Owen Quinn, severely wounded when his ship sinks in the Med, starts a passionate romance with his nurse as he’s recovering, and shortly thereafter marries her. And he’s transferred to naval intelligence. He has no idea she’s using him. What will happen when he finds out?
The British, having caught and doubled Nathalie’s radio man, let her keep operating unknowingly so that they can funnel false intelligence back to Germany through her. In their own way they can be as ruthless as the Nazis. They don’t hesitate to use, fool or even expend their own people.

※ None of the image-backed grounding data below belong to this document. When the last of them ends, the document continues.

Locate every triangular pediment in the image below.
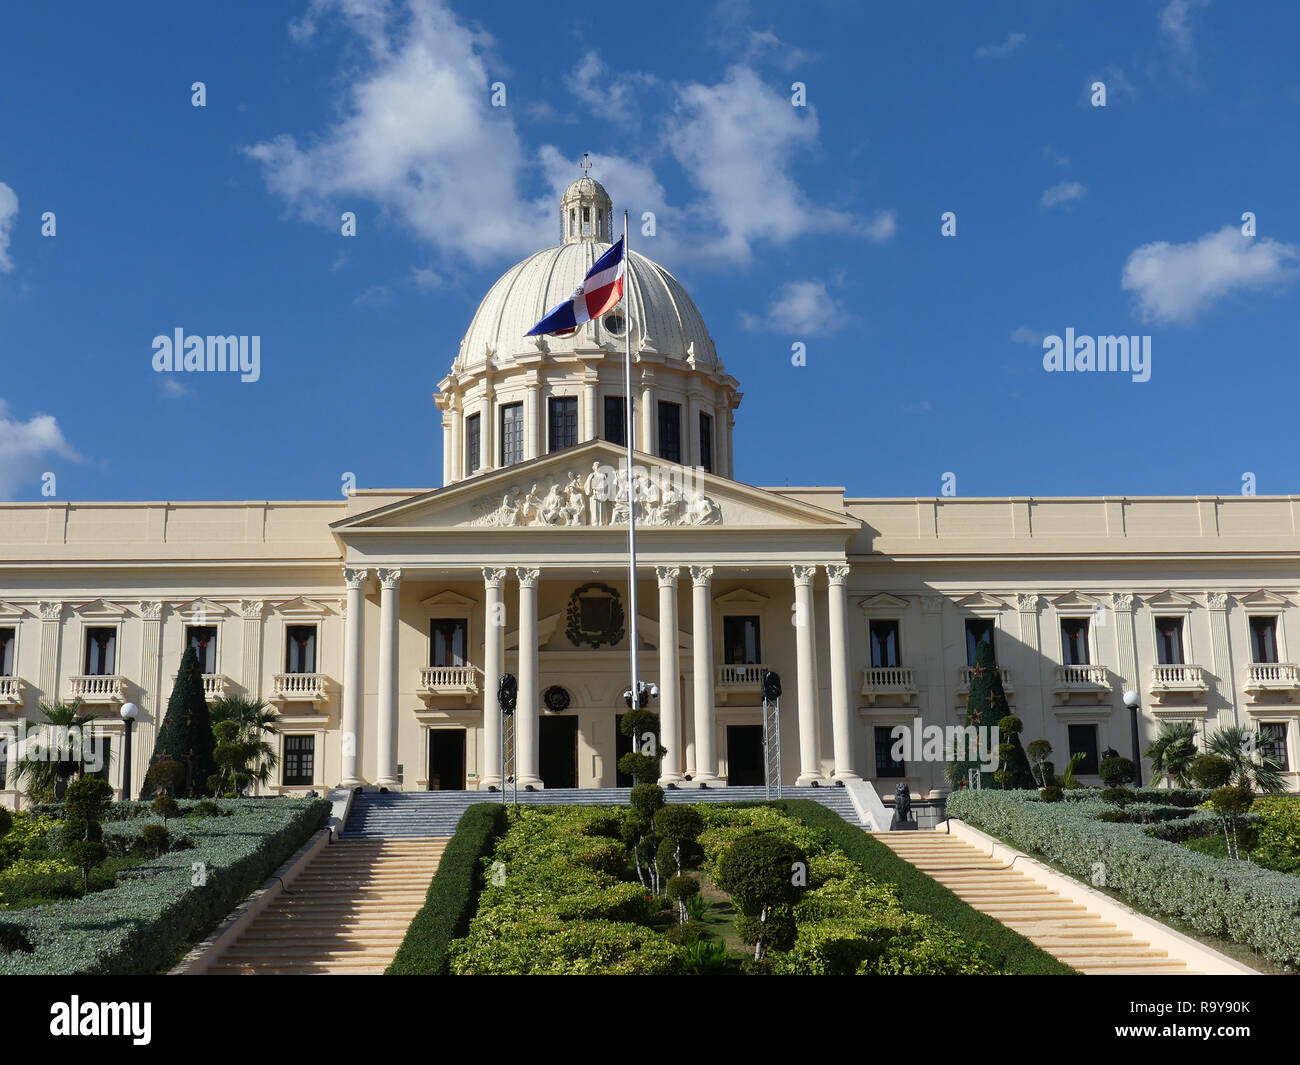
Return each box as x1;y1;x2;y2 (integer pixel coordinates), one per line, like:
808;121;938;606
421;589;477;610
0;601;29;619
953;592;1006;611
72;599;129;619
1240;589;1292;607
1051;591;1103;611
270;596;336;619
714;588;770;606
331;440;857;535
1145;589;1196;609
858;593;909;613
173;597;231;620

The Abwehr, for whom Nathalie works, is meanwhile the most anti-Nazi organ in Hitler’s government. Its head, Admiral Canaris, won’t employ Nazis. He maintains back channels to the Allied governments, he knows Hitler is losing and thinks the sooner the better. The Abwehr, the German foreign intelligence service and mostly after standard military and strategic intelligence, doesn’t have the taint of war crimes about it.
France itself is full of ambiguity. Very few of its citizens resist, although many more will claim to have been after D-Day. (Gerlis includes some factoids stunning if true: that no German soldier is killed in occupied France for an entire year after the French surrender, and that the first Germans seen by deported French Jews were when they got off the train at Auschwitz, because their arrest in France had been entirely handled by the French.)
Many collaborate and the rest just go along. Collaborators snap up the property of Jews who have fled or been arrested.
And Gerlis paints a darker side of Liberation here: one where kangaroo courts execute accused collaborators, and where denunciations of one’s neighbors continues just as it had when the Nazis ruled. The Resistance itself is a fraught business, where those who cross the Resistance run the risk of torture and murder, the same risk the maquis run if the Gestapo catches them.
No spoilers here, so I don’t want to say too much about how the plot develops. I give Gerlis credit, though, for taking it into some difficult areas. What does an Allied officer do when he finds out the wife he adores is a Nazi spy? What is a satisfactory resolution to this love story? Can Quinn ever forgive his own side for its deceptive use of him?